Sibi justus justissimus,[8 - Справедливый к самому себе – наисправедливейший.]

– прибавим мы от себя.

Глава IV. Бокль в обществе

В 1860 году умерла мать Бокля – dear Janny, как он ее звал всегда, умерла после долгой мучительной болезни, длившейся многие годы. Ее последний взгляд был обращен на сына и его книгу, которая постоянно лежала рядом с ней на ночном столике, заставленном рядами склянок с лекарствами. Бокль не вынес ее агонии, он бросился в свой кабинет и здесь, с глазами, полными слез, в нервном болезненном возбуждении написал горячую страницу в защиту бессмертия души. Он как бы вспомнил в эту минуту все доказательства знаменитого автора «Подражания Христу» и выводил бессмертие из страстной потребности видеть любимое существо за гробом, из невозможности такого безмерно жестокого удела, как вечная разлука.
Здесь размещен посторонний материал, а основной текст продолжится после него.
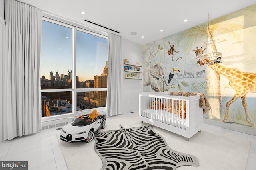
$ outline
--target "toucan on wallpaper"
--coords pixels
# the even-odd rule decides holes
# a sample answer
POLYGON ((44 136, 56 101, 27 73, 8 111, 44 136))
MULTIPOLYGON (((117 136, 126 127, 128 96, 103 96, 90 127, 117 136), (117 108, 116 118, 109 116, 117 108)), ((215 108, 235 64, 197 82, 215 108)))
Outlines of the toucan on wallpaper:
POLYGON ((143 46, 143 91, 203 93, 204 118, 256 127, 256 4, 143 46))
Эта написанная им страница – своеобразная песнь человеческого горя и измученного сердца, стон отчаяния, когда гордый разум отказывается от своей гордости и с детской беспомощностью бросается на колени перед роковой тайной мироздания и в блеске звезд, молчании неба ищет возможность уловить отклик своих страстей, своих желаний… Но —

Катятся волны с их шумом обычным,
Ветер несется и тучи несет,
Звезды мерцают в сияньи бесстрастном,
Бедный безумец ответа все ждет.

Прошла минута безумия, и Бокль снова ушел в свою работу, забывая в творчестве свое горе и свою слабость. После смерти матери, его единственного лучшего друга всей жизни, он остался совершенно одиноким. Некому уже было ему перечитывать страницы своей рукописи по мере их создания, некому было поверять свои грандиозные замыслы – все еще грандиозные, несмотря на ограничения, – от которых тревожно и вместе с тем сладко замирало сердце.

Второй том его «Введения» сделал его имя еще более популярным. Письма то восторженные, то бранные летели к нему со всех концов Европы, иногда от людей совершенно необразованных, которые «осмеливались сердечно потрясти руку, написавшую „Историю цивилизации“. Некий русский путешественник (a gentleman russe), интересный для нас исключительно как соотечественник, навестил Бокля и сообщил ему, что русская молодежь запоем читает его книгу и видит в ней откровение (a revelation)… Даже испанцы перевели „Историю“ на свой язык…

Только критика продолжала будировать. Она раздражала Бокля, постоянно и неделикатно говоря ему, что начатого им дела он не закончит никогда, что его невозможно кончить. Эта мысль о невозможности преследовала его самого, но он старался приободрить себя, говоря: «Они (господа критики) не знают, сколько материала собрано мной. На каждый новый том введения мне надо лишь по два года. Будет еще 10–12 томов. Неужели же я не проживу 20–25 лет?..»

Но последние страницы второго тома оказались лучшими, последними страницами его сочинения. В них дает он нам свое завещание.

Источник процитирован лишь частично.